CONSULTING AGREEMENT

Contract Categories: Human Resources - Consulting Agreements
EX-10.43 2 l32070aexv10w43.htm EX-10.43 EX-10.43
Exhibit 10.43
CONSULTING AGREEMENT
     The J. M. SMUCKER COMPANY, an Ohio corporation with its principal place of business at Strawberry Lane, Orrville, Ohio 44667 (“JMS”), and John D. Milliken, 2333 Autumn Run, Wooster, Ohio 44691, (“Consultant”), hereby agree as follows:
     1. Recitals. Consultant has substantial experience and knowledge relating to JMS’s business, and specifically, its fruit processing, procurement and logistics operations as well as business integration matters generally. Because of Consultant’s experience, JMS desires to engage him on a consulting basis to provide advice in these areas. Consultant is agreeable to providing those services, and it is the purpose of this Agreement to set forth the terms and conditions upon which those services will be rendered.

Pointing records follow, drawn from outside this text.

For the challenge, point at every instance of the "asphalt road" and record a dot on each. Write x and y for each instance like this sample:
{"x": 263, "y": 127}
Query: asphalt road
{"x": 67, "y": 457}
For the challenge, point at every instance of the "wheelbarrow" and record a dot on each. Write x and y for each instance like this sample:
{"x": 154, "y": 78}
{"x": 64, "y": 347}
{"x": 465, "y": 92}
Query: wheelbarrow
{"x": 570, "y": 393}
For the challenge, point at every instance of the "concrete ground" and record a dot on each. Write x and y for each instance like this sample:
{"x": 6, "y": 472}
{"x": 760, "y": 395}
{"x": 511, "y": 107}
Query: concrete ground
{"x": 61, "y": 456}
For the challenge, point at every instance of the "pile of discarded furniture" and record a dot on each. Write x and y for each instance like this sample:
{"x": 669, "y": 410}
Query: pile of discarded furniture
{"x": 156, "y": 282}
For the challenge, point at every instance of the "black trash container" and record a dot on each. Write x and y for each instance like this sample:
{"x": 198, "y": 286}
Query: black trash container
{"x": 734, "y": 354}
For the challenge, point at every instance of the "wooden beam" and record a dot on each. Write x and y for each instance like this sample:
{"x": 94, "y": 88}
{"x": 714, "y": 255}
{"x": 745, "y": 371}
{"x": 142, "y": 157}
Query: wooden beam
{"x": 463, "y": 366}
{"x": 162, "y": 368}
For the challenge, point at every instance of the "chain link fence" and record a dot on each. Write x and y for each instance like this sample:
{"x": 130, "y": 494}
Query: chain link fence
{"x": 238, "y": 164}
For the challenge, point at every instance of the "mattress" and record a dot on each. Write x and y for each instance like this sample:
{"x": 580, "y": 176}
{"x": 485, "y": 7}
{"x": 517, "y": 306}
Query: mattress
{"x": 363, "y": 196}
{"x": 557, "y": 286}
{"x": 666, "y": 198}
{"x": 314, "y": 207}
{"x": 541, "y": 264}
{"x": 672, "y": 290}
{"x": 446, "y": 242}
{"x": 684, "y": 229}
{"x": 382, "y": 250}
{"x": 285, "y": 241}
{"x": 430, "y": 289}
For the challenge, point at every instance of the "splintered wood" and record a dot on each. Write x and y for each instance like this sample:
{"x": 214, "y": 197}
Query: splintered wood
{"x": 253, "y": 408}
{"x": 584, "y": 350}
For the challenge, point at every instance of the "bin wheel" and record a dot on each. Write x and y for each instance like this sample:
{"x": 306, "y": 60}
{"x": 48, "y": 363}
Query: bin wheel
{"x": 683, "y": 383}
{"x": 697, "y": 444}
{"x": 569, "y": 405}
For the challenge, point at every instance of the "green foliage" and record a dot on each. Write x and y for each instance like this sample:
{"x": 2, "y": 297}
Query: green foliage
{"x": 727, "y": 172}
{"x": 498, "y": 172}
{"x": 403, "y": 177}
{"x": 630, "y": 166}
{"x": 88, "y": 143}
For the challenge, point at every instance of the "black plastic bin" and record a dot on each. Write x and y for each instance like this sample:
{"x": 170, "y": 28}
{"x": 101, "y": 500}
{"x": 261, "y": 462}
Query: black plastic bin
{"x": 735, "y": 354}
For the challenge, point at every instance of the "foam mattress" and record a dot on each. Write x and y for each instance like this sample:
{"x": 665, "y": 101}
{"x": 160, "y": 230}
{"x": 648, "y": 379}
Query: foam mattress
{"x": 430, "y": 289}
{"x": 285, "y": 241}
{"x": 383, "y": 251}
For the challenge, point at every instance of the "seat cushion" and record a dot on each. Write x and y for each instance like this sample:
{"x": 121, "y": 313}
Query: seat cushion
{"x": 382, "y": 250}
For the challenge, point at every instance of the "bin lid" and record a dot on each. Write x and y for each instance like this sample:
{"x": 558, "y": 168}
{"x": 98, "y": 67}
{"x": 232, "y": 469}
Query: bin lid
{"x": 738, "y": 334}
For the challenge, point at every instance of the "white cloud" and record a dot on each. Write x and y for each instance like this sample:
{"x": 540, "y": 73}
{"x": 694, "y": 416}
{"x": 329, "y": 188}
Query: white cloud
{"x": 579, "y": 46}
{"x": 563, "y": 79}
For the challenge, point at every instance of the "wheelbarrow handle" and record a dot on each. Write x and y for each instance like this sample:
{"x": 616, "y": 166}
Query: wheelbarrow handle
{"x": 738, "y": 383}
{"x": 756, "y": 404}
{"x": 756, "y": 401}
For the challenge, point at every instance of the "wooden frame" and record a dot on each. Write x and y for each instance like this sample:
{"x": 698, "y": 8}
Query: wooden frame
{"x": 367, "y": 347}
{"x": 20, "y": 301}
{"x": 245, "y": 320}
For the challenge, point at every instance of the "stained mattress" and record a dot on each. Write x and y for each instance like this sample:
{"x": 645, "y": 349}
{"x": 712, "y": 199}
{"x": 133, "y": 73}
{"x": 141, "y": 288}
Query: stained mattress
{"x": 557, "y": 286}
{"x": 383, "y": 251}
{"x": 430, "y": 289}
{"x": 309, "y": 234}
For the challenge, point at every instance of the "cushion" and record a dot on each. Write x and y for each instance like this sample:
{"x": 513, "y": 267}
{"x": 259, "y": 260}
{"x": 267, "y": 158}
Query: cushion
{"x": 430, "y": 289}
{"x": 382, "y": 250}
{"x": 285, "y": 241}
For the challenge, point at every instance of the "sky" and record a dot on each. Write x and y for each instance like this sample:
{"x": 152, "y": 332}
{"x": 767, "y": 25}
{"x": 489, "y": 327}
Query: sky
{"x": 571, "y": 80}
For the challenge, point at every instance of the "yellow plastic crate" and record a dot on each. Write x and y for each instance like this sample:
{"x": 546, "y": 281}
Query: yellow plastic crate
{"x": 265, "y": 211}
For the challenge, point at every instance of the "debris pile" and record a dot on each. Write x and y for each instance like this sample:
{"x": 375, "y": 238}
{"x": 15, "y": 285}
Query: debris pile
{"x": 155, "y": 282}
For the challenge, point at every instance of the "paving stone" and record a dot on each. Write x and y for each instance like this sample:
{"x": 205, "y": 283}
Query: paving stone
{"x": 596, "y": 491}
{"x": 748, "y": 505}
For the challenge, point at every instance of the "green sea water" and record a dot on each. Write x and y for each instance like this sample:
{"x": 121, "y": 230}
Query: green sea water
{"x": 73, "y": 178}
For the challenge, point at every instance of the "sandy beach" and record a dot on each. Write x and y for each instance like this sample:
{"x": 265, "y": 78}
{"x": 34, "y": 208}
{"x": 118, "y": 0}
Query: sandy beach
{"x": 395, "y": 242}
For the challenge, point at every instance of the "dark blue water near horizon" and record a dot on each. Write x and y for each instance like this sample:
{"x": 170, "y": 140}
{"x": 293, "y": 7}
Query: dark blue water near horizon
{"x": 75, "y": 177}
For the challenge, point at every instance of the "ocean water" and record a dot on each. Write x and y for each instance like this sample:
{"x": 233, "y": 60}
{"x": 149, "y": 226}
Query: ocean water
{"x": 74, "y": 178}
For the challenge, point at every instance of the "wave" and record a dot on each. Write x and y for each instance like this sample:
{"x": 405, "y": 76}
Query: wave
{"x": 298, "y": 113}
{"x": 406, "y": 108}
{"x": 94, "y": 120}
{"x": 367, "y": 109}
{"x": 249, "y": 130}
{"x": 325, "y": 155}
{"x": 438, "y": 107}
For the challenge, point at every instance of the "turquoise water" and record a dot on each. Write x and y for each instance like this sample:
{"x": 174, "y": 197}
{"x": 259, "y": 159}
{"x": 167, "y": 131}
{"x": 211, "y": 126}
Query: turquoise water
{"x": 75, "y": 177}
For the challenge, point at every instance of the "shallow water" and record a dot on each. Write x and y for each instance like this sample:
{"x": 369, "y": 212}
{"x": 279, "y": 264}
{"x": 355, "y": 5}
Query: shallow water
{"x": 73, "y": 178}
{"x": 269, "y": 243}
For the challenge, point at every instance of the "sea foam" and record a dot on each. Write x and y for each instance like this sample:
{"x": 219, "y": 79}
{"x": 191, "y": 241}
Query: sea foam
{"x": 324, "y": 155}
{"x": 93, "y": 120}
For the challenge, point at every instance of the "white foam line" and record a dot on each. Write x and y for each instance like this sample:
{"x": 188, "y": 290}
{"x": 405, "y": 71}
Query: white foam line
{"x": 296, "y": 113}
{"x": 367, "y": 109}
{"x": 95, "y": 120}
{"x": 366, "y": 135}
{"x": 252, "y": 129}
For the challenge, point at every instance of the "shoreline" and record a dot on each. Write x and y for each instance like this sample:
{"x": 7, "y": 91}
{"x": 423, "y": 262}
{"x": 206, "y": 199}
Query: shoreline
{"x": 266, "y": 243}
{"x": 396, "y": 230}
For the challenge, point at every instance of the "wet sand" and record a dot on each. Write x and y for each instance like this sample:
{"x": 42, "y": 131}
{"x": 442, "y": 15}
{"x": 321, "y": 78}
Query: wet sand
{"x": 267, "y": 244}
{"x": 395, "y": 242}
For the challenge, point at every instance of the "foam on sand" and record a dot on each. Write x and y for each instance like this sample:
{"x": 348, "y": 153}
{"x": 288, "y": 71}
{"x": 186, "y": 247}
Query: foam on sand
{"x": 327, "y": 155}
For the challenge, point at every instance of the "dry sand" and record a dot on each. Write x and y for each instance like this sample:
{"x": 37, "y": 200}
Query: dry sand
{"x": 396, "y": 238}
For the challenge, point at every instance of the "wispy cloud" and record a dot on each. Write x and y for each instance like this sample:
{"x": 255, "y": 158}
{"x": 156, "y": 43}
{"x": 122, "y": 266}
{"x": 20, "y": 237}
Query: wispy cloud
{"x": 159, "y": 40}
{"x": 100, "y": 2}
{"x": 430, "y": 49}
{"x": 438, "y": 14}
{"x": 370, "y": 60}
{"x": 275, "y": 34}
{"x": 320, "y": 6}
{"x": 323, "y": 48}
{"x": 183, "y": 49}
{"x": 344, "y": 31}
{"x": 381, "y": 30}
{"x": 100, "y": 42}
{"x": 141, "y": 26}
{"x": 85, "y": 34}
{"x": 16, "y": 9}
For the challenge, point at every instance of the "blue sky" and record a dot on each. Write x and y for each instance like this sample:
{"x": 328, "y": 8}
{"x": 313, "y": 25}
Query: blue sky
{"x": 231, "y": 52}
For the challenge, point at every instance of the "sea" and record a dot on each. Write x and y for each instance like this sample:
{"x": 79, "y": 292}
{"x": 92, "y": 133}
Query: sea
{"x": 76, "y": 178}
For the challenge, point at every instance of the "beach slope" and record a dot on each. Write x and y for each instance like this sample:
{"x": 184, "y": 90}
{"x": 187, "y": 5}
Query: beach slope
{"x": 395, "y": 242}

     2. Retention and Description of Services. JMS retains Consultant to furnish JMS with Consultant’s unique expertise, advice, consulting and personal services in connection with special projects relating to the Consultant’s area of expertise or general business integration matters, in each case, consistent with the terms of this Agreement (“Consulting Services”). The Consultant will provide Consulting Services to JMS on an as needed basis during the Term. The actual Consulting Services to be provided by Consultant will be as designated by: (i) the Chairman or President of JMS or (ii) any other person designated by the Board of Directors. Consultant shall perform all Consulting Services on behalf of JMS in a timely, diligent and professional manner in accordance with the highest commercial industry standards.
     3. Term of Agreement. This Agreement commences as of July 1, 2007 and will terminate on June 30, 2008 (the “Term”).
     4. Place of Performance. It is understood and agreed by JMS and Consultant that the nature of the services to be rendered under this Agreement by Consultant may necessitate a reasonable amount of travel by him and attendance by him at meetings with JMS personnel and others that may be located at various locations in the United States.
     5. Compensation. On or before July 1, 2007, JMS will pay Consultant a lump sum fee of One Hundred Thousand and no/100 Dollars ($100,000) for his services under this Agreement.
     6. Reimbursement of Expenses. JMS will reimburse Consultant for all reasonable and necessary out-of-pocket expenses incurred by Consultant in connection with the rendition of services under this Agreement with regard to specific, preapproved activities, including, but not limited to, expenses of travel (other than the cost of travel between Consultant’s home and office, if any). Reimbursement of expenses hereunder shall be on a basis consistent with JMS’s standard corporate expense and travel policies, including, but not limited to, the required use of JMS’s designated travel agency for all travel. Consultant understands that expenses to be reimbursed by JMS under this Agreement will not include costs and expenses that would be considered normally incident to the conduct by Consultant of his business. Any and all reimbursement of expenses hereunder will be made solely on the basis of itemized statements submitted by Consultant to JMS’s Corporate Controller, including actual bills, receipts, or other evidence of expenditures, in accordance with JMS’s corporate policies.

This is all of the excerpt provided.